Why do I need to do pelvic floor exercises?
Both men and women have pelvic floor muscles; they are a group of muscles that lie underneath the underside of the bladder and rectum. They provide support for these two organs and to the uterus in pregnant women, and it is important that they are kept strong.
Pregnancy and childbirth can put a tremendous amount of strain on these muscles, making them weak. A weak pelvic floor can often cause stress incontinence. Stress incontinence is common amongst women and causes small amounts of urine to leak when pressure is applied to the bladder - typically through laughing, coughing or sneezing. A weak pelvic floor can also lead to faecal incontinence, a more embarrassing but less common condition.
Don't worry if this has already happened to you, it is never too late to start exercising your pelvic floor. However, you should choose not to wait until you experience these symptoms before starting to do these exercises. The sooner you begin to do them, the lower your chances of experiencing stress incontinence. It is possible that you could sail through pregnancy (particularly if you are young) with no leaks at all, but childbirth could stretch your pelvic floor considerably, and you will find that it returns to normal more easily if you have maintained an appropriate exercise regime throughout your pregnancy.
Toning your pelvic floor is also thought to help you to deliver the baby and potentially reduce your chances of having an episiotomy or a tear. Preventing stress incontinence and aiding the delivery of your baby really ought to be highest on your list of priorities. However, in case you needed any further incentives to start that exercise regime, you might like to know that exercising your pelvic floor can also lead to a more gratifying experience during sexual intercourse. So get squeezing!
How do I do pelvic floor exercises?
Pelvic floor exercises, or Kegels, are very easy to do. You should tense the muscles, hold them tightly for 5 seconds, and then slowly release them. The best way to describe how to contract your pelvic floor muscles is to tighten the area around your vagina and anus in the same way that you would if you were to stop urinating mid-flow. Keep your legs still, and do not tighten any other muscles - your thighs, bottom and tummy should all remain relaxed. Don't hold your breath either, you should be able to talk normally while doing these exercises and they should not leave you short of breath afterwards.

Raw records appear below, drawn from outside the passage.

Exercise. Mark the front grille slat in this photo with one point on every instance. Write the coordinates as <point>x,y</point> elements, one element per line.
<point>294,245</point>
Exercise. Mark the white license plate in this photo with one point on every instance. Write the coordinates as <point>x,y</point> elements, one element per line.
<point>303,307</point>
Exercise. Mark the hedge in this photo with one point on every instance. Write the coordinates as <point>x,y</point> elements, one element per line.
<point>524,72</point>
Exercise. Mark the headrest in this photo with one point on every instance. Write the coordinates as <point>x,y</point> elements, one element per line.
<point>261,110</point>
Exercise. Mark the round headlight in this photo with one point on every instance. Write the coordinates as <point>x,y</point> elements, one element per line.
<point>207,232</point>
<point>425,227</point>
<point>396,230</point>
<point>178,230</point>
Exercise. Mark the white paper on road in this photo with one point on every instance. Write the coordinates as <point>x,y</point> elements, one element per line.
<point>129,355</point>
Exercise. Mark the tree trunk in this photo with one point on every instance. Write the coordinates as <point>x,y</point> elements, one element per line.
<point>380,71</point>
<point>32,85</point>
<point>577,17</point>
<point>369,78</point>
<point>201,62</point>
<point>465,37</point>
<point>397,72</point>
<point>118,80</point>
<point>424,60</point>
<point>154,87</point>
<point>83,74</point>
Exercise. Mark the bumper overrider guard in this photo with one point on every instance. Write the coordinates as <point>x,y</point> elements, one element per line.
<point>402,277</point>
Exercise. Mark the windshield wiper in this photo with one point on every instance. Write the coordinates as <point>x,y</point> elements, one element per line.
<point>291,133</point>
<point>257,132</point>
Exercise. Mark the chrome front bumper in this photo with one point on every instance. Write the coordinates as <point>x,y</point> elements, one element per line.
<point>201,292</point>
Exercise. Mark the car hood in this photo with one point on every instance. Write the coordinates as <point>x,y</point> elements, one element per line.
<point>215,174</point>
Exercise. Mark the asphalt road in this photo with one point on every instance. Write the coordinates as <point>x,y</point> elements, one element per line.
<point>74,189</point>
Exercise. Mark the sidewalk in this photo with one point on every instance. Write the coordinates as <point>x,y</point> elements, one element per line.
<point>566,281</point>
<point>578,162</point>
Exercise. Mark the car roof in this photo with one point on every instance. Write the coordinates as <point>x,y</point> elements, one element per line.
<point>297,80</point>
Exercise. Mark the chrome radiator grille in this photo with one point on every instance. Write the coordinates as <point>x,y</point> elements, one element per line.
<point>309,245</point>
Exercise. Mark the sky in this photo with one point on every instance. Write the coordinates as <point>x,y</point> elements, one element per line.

You should aim to do sets of 20 repetitions, 3 times a day. They really can be done anywhere and nobody will be able to tell that you are doing them. So whether you want to get your little workouts done in the supermarket queue or in the dentist's chair, go ahead!
The most difficult aspect of a pelvic floor regime is actually remembering to do them. Lots of women say that they mean to do them several times a day but that they often realise that they haven't done them for days. Work out a routine that will work around your lifestyle and one where you will not forget to do them. Using prompts is helpful for some women, for example, doing a set before each meal of the day, or every time you are about to get out of the car. If necessary, set a reminder on your phone or computer three times a day! You can also do these exercises while having sex, which might make the idea of exercise more attractive, but unless you are having sex three times a day you will have to schedule in time to do them on your own as well. Do not practice pelvic floor exercises while you are urinating, as it is important that you empty your bladder completely every time you go to the toilet to help prevent urinary tract infections.
You should continue with this exercise regime after childbirth but give yourself a rest during the immediate weeks following labour. You will not damage yourself by starting them again too early but these muscles will be sore following the birth of your baby and exercising them too soon could be uncomfortable.
The exercises won't take up more than 15 minutes of your day, you can do them whenever and wherever you like. You don't need any equipment, you don't need to go to the gym and you can even do them while having sex. There really is no excuse for not doing them!